If Staff Sgt. Ivan "Chip" Frederick deserves 8 years, then Bush/Cheney/Rumsfeld deserve about 1008 years each. And America's culture of cruelty, which is very-very real, deserves about a million and 8 years!!! But, of course, prisons are absolutely a big part of this American culture of cruelty along with patriarchy, male-supremacy, racism, militarism, and capitalism to name just a few components of this culture of cruelty.

Sincerely,
Old & In The Way

Posted by: Phil Cicchi at October 22, 2004 04:28 PM

Yes, I know the culture of cruelty is very, very real. And I know that I, being a white male American citizen, would definitely qualify as being a part of it, a perpetuator of it, because of my partaking in the capitalistic processes that are so easy to do today - shopping, paying taxes, hell, even eating the processed foods we eat. Every waking minute of our lives just spent, well, living in this damn country, means someone else has to suffer.

So yeah, I, as a white male American citizen, deserve an eternity in prison. Hell, not even prison. Torture. If an Iraqi were to come up to me and put a gun to my head and pull the trigger, he'd be justified in doing so. If he revived me a thousand times over and did it each time I came back to life, he'd be justified. Maybe I'd be of better use to the world if I just took that kitchen knife I have lying in my dorm right now and painfully slash my wrists with it. But then that wouldn't be punishment enough, would it?

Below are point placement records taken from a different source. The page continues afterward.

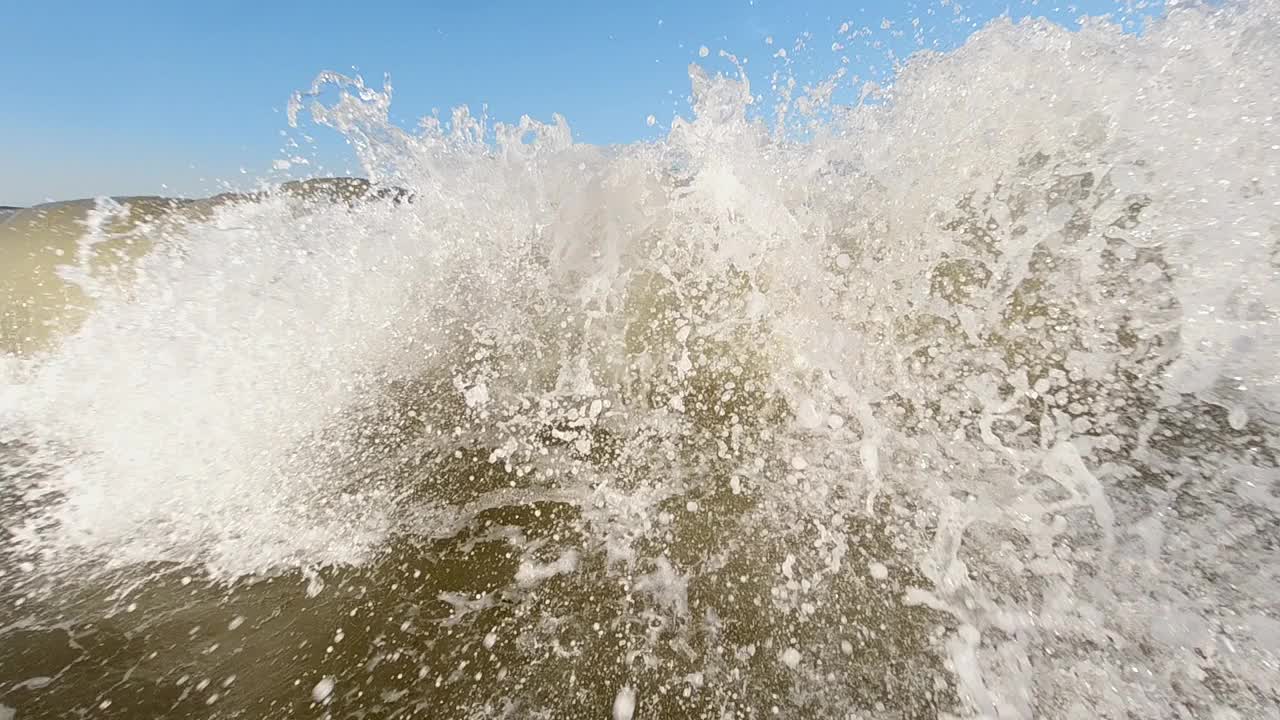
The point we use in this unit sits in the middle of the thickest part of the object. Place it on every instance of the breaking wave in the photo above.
(963, 404)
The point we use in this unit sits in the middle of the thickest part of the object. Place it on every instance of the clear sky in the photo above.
(132, 98)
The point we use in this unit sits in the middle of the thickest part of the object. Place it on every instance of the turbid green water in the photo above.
(964, 406)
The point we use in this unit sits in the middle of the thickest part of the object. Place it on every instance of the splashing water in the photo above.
(964, 405)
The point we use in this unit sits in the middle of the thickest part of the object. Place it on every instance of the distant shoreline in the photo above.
(332, 187)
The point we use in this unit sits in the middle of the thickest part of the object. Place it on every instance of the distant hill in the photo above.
(346, 190)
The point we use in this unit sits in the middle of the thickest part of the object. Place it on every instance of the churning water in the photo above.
(958, 401)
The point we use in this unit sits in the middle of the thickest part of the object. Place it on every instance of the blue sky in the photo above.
(131, 98)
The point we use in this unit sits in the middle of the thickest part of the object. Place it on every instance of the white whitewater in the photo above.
(1022, 311)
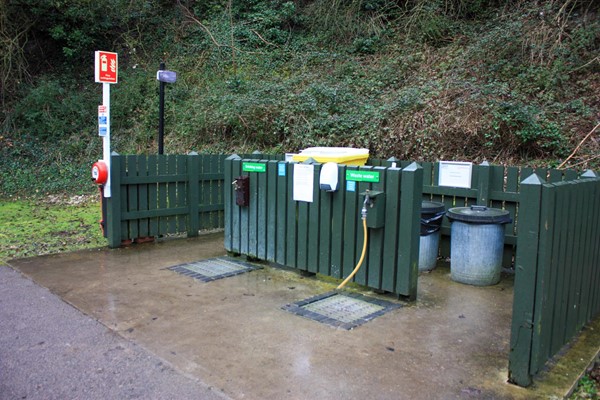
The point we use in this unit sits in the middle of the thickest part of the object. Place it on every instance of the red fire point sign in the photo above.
(106, 67)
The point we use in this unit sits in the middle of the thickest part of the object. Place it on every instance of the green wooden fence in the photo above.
(492, 186)
(557, 280)
(553, 240)
(157, 195)
(325, 236)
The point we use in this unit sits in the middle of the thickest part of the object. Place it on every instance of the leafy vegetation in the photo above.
(50, 225)
(505, 81)
(588, 386)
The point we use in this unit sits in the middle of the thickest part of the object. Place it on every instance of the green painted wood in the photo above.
(362, 274)
(213, 164)
(577, 260)
(113, 206)
(555, 175)
(132, 197)
(162, 193)
(220, 189)
(271, 218)
(292, 221)
(565, 229)
(228, 195)
(587, 247)
(182, 196)
(390, 240)
(377, 237)
(282, 218)
(351, 225)
(203, 188)
(408, 237)
(163, 178)
(240, 214)
(193, 192)
(326, 232)
(545, 280)
(570, 174)
(314, 222)
(143, 195)
(262, 222)
(484, 184)
(136, 215)
(595, 282)
(302, 235)
(338, 200)
(153, 194)
(172, 193)
(594, 302)
(585, 251)
(525, 279)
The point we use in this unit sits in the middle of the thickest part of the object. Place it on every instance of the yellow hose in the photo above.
(362, 256)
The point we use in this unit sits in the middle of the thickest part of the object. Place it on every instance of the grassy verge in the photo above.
(588, 386)
(50, 225)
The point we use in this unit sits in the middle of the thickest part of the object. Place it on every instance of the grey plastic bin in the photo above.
(432, 214)
(476, 244)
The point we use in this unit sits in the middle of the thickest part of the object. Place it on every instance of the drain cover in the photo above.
(212, 269)
(346, 311)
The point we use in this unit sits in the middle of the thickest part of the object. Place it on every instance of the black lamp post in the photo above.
(164, 77)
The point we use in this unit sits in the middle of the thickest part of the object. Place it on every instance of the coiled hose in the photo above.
(362, 256)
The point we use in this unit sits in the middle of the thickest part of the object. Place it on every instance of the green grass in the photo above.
(36, 227)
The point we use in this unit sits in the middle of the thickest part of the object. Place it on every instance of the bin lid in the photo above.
(479, 215)
(432, 207)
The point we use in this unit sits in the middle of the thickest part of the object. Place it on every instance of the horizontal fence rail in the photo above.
(325, 236)
(557, 281)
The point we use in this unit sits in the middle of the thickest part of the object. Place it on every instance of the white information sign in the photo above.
(304, 177)
(455, 174)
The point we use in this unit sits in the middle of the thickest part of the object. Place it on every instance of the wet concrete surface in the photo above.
(233, 336)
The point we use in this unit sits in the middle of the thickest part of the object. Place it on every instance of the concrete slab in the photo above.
(233, 335)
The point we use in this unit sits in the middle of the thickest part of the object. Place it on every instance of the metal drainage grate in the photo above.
(346, 311)
(213, 269)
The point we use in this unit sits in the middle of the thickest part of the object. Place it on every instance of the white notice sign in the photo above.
(304, 176)
(455, 174)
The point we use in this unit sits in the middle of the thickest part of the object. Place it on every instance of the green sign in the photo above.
(254, 167)
(362, 176)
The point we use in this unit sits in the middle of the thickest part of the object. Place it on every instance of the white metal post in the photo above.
(106, 138)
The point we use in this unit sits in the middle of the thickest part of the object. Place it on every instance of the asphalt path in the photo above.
(50, 350)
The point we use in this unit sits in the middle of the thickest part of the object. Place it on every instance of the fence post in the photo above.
(588, 174)
(411, 192)
(525, 281)
(228, 199)
(193, 160)
(113, 209)
(483, 194)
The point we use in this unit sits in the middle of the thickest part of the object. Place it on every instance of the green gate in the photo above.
(325, 236)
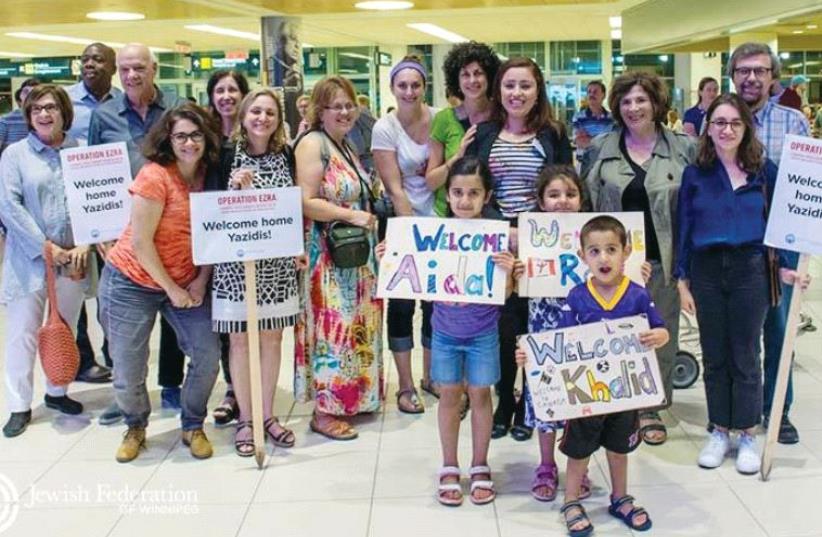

I'm sorry if that last sentence was offensive, but I'm not trying to knock Iraqis. I envy them...they have a clear enemy to fight. I envy them because the enemy is not them. The enemy is me and the culture I represent with my mere being alive. But I digress, I'm trying to make a point here. That point is that this kind of thinking would be more likely to create depressed people who wouldn't do anything to fight this system of injustice that runs our country and our world. Instead of fighting for it, the very people who need to fight it - people like me - would be wallowing in their own living spaces, in despair about how they're singlehandedly responsible for the destruction of the rest of humanity, and how they deserve to burn in Hell for it. That's not productive. What WOULD be productive is instructing us what we can DO about it. Sure, maybe people like me aren't ready to ready to drop their televisions, their video games, their computers, their hamburgers, etc. (No offense, but considering how you write this weblog, you obviously aren't willing to drop the material goods computers have to offer either.) In the meantime, though, there has to be SOMETHING we can do to earn the right to live and feel better about ourselves. Cops arrest drug addicts to force them to quit the drug cold turkey, and it almost never works that way; in fact, it's a system of oppression all its own, being part of the vast Drug War being waged on our personal freedom. It's the same with all of us ordinary American citizens. Thrusting guilt trips upon guilt trips upon us won't suddenly make us drop all we have in the name of what's just. There has to be something we can do as an intermediary. Not all of us are strong enough to resist the American Empire from the inside, but there has to be some small way we can contribute, and constantly being told that we deserve to suffer the same fate as those Iraqis in Abu Ghraib ten fold isn't exactly a conducive factor in getting people like me to fight to make sure that NO ONE is treated that way ever again.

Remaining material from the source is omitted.